Diversification Opportunities for Norwegian Cruise and Playa Hotels
0.59 | Correlation Coefficient |
Very weak diversification
The 3 months correlation between Norwegian and Playa is 0.59. Overlapping area represents the amount of risk that can be diversified away by holding Norwegian Cruise Line and Playa Hotels Resorts in the same portfolio, assuming nothing else is changed. The correlation between historical prices or returns on Playa Hotels Resorts and Norwegian Cruise is a relative statistical measure of the degree to which these equity instruments tend to move together. The correlation coefficient measures the extent to which returns on Norwegian Cruise Line are associated (or correlated) with Playa Hotels. Values of the correlation coefficient range from -1 to +1, where. The correlation of zero (0) is possible when the price movement of Playa Hotels Resorts has no effect on the direction of Norwegian Cruise i.e., Norwegian Cruise and Playa Hotels go up and down completely randomly.
Pair Corralation between Norwegian Cruise and Playa Hotels
Given the investment horizon of 90 days Norwegian Cruise Line is expected to under-perform the Playa Hotels. But the stock apears to be less risky and, when comparing its historical volatility, Norwegian Cruise Line is 2.42 times less risky than Playa Hotels. The stock trades about -0.14 of its potential returns per unit of risk. The Playa Hotels Resorts is currently generating about 0.19 of returns per unit of risk over similar time horizon. If you would invest 1,024 in Playa Hotels Resorts on October 6, 2024 and sell it today you would earn a total of 242.00 from holding Playa Hotels Resorts or generate 23.63% return on investment over 90 days.
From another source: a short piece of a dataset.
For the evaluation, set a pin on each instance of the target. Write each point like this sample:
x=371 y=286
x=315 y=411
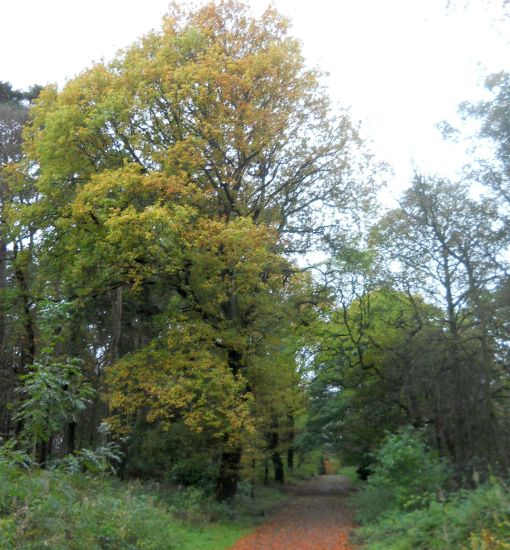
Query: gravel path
x=315 y=518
Time Period | 3 Months [change] |
Direction | Moves Together |
Strength | Weak |
Accuracy | 100.0% |
Values | Daily Returns |
Norwegian Cruise Line vs. Playa Hotels Resorts
Performance |
Timeline |
Norwegian Cruise Line |
Playa Hotels Resorts |
Norwegian Cruise and Playa Hotels Volatility Contrast
Predicted Return Density |
Returns |
Pair Trading with Norwegian Cruise and Playa Hotels
The main advantage of trading using opposite Norwegian Cruise and Playa Hotels positions is that it hedges away some unsystematic risk. Because of two separate transactions, even if Norwegian Cruise position performs unexpectedly, Playa Hotels can make up some of the losses. Pair trading also minimizes risk from directional movements in the market. For example, if an entire industry or sector drops because of unexpected headlines, the short position in Playa Hotels will offset losses from the drop in Playa Hotels' long position.Norwegian Cruise vs. Carnival | Norwegian Cruise vs. Airbnb Inc | Norwegian Cruise vs. Expedia Group | Norwegian Cruise vs. Booking Holdings |
Playa Hotels vs. Golden Entertainment | Playa Hotels vs. Red Rock Resorts | Playa Hotels vs. Century Casinos | Playa Hotels vs. Studio City International |
Check out your portfolio center.Note that this page's information should be used as a complementary analysis to find the right mix of equity instruments to add to your existing portfolios or create a brand new portfolio. You can also try the Crypto Correlations module to use cryptocurrency correlation module to diversify your cryptocurrency portfolio across multiple coins.